Because India insists on low cost, grossly subsidized, and a pro-employment agriculture model, the high cost of bio-tech seeds meant farmers persisted with olden ways of re-using seeds, abandoning the stewardship demanded for sustainable success of bt. crop. High cost coupled with growing resistance of pests to first generation bt. variety meant yields suddenly plunged in 2016, worsened by changing climatic patterns across sub-continent. Moreover, environmental advocates have also resisted adoption of second generation bt. crop.
Faced with a downward yield spiral, India is forced to increase the area under cotton to keep its spinning looms running.

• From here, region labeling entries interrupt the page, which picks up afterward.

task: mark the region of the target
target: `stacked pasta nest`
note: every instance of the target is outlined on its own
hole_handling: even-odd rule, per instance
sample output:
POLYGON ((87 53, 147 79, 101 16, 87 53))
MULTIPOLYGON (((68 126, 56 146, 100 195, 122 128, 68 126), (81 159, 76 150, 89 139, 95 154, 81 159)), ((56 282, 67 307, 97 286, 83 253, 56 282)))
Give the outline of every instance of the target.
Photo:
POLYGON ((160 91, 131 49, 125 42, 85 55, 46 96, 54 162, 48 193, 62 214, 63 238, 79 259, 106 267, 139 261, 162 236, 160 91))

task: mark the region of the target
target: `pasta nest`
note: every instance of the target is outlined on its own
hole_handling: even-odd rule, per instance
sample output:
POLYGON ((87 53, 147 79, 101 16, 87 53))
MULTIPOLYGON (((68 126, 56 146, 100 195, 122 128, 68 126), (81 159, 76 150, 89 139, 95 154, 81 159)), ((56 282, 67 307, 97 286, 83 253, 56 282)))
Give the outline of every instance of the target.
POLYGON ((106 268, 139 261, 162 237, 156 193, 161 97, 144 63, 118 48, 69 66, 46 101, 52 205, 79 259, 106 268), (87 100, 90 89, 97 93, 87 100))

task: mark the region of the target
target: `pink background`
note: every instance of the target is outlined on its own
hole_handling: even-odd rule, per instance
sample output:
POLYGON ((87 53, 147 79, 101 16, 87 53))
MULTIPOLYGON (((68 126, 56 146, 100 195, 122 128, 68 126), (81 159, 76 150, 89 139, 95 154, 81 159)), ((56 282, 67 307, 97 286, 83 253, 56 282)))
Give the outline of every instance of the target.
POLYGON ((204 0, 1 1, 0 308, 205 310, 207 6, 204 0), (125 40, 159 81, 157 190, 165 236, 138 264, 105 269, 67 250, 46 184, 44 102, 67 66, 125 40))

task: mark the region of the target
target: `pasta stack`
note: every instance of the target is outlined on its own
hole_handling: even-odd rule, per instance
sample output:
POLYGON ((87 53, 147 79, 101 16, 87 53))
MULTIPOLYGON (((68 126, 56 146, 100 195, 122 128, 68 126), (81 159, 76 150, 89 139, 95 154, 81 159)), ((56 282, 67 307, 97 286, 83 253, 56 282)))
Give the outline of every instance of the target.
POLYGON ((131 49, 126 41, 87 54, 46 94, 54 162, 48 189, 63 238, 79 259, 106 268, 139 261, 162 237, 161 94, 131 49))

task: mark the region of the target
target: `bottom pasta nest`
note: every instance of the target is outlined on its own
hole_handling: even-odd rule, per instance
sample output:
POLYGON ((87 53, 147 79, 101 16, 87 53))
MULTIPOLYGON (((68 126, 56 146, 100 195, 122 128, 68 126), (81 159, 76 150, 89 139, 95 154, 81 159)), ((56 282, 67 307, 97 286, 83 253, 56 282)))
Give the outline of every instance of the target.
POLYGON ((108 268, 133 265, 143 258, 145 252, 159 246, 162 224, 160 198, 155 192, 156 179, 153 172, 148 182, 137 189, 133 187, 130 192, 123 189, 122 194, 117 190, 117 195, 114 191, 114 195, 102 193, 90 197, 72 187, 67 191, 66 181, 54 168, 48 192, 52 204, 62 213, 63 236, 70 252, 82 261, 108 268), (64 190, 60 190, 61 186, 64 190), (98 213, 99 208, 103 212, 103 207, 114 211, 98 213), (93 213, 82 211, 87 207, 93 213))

That means the Cotton Corporation not only must procure the crop at higher than market prices to continue piquing farmers’ interest in an increasingly high-risk (and weather-prone) crop, but it must also supply the crop to spinning industry at lower-than-cost to keep it export-competitive.
For a better part of its independent history, the next-door neighbour has run a state-controlled agricultural model that at its heart focuses on twin goals of food security and employment generation. If Modi government’s farm bills are any guide, that 20th century paradigm is fast running out of steam.
Instead of calling for its replication, industrious farmers this side of the border should be set free to grow crops that offer maximum returns and are best suited to their needs based on changing climate patterns, adequate resource availability and affordability (such as seed, water, nutrients in soil, and pesticides), access to capital, and each farmers’ unique risk appetite. Pakistan must end its obsession: both with India, and its dated model of agriculture; and welcome the fact that cotton acres of the yore are being allocated to a diversified set of crops that offer better returns to growers.